心を大事すると言って罪悪を造る

よく自分の心を大事にしなければ、と言って、自分の心に無理をかけることは良くないと思いを通す人がいるが、仏教では、そういう人は、たいてい邪欲という罪悪を犯してゆく。
邪欲とは、他人に振り回されたくないと思って、楽になりたい、自由に振る舞いたいという感情から起きてくる罪悪で、そんな心で、まわりの人の存在を軽く見たり、無視することで、生み出す罪悪。
これは他人がいると、その人から悪く思われているのではないかと気にして、相手の顔色を窺っている人が、こんなに気を遣うのは苦しいから、もう気を遣いたくない、自由に振る舞いたいという心から、相手の存在を考えずに自分のやりたいことをしたいと思ってすると、それが邪欲という罪悪になる。
では、邪欲とは、どんな罪か?
それはどんなに自由に振る舞いたいと思ったとしても、その為に相手の心を軽く見たり、無視して、自分の思いを通すと、その報いで、まわりの人から自分の存在を軽く見られているのではないかという不安が起こり、自分の存在を軽く見られたくない、馬鹿にされたくないという感情が起きてくる。
だから、自分のことを馬鹿にされない為に、必要以上に自分の存在を大きく見せたり、自分が如何に価値のある人間かということを誇示したり、まわりの人と比べて自分が上か下かということが気になるようになる。
でも、どんなに頑張って、自分が価値のある人間だということを示したとしても、それによって、まわりの人を見下したならば、その起こした感情によって、今度は自分が見下されているように感じて苦しむ。
だから、どれだけ自分が価値のある人間だと示したとしても、ちょっとでも、自分の思い通りにならなかったとしたら、自分は糞のような価値のない、みんなから嫌がられる存在のように感じて苦しむし、そんな時は怒りを起こして、自分のことを馬鹿にするなんて許せないと相手を責める。

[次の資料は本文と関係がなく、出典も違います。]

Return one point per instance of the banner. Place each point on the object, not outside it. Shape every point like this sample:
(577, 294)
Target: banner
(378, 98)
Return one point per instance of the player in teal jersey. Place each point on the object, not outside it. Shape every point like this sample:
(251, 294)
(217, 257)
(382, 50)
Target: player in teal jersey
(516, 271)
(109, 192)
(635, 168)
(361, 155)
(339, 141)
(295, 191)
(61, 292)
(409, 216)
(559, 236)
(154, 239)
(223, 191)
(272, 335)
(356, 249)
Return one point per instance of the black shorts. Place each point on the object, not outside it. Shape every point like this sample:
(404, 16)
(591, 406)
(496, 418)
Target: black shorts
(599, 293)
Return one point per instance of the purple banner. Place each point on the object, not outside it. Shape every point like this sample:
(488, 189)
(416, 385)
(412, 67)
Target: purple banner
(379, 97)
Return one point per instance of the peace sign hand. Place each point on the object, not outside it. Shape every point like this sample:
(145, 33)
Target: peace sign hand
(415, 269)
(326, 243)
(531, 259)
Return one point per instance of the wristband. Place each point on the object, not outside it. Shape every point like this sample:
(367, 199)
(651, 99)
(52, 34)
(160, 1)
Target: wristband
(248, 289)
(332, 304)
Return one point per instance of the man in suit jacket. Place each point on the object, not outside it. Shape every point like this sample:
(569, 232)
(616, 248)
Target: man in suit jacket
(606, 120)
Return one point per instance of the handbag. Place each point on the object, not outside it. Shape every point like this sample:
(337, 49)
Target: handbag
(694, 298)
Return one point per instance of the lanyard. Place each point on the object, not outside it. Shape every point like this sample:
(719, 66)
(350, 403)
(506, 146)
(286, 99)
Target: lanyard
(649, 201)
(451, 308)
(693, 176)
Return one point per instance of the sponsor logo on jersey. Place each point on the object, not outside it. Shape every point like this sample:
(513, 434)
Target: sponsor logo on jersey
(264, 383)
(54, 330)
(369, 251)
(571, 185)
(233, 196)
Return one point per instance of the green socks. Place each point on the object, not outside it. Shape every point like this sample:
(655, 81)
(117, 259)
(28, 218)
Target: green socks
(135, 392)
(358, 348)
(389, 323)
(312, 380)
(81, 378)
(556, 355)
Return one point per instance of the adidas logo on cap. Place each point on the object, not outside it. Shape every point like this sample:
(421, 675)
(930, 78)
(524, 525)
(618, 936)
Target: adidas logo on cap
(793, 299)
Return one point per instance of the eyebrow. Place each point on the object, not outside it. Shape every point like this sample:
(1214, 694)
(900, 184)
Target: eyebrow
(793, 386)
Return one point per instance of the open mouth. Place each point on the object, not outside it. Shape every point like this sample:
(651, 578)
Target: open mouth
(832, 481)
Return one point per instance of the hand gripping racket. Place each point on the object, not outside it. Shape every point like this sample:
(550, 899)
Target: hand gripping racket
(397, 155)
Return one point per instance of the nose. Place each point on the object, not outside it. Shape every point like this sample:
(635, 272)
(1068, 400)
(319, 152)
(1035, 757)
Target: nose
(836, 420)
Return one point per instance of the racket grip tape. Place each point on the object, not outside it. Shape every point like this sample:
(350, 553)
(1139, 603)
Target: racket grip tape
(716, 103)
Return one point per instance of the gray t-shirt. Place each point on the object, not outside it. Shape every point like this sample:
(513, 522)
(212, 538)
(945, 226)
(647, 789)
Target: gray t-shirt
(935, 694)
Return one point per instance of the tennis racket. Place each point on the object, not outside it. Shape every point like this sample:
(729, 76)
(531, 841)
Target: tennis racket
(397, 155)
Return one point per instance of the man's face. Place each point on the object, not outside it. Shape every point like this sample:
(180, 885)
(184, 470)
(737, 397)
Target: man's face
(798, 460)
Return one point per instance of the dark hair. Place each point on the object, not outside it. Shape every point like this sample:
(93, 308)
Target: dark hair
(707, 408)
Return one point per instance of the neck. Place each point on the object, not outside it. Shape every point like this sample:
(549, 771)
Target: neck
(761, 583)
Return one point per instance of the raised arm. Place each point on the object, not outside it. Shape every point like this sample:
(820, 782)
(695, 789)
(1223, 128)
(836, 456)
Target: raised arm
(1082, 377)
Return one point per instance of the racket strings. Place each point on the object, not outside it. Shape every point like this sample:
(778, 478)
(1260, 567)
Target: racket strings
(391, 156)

そして、今度は力で相手をねじ伏せた分だけ、常に自分が価値のある人間だということを認めさせられなかったならば、自分の心が潰されて、血塗れになるように感じて、必死になって自分の価値を認めさせようとする。まさに自分の心が生み出した落とし穴に自分がはまって苦しむのが罪悪。
そして、この苦しみを生み出すのが、邪欲であり、その心が起きるきっかけは、他人に縛られたくないという思い。
本当に心に任せていたら、苦しみはどんどん深くなるだけですね。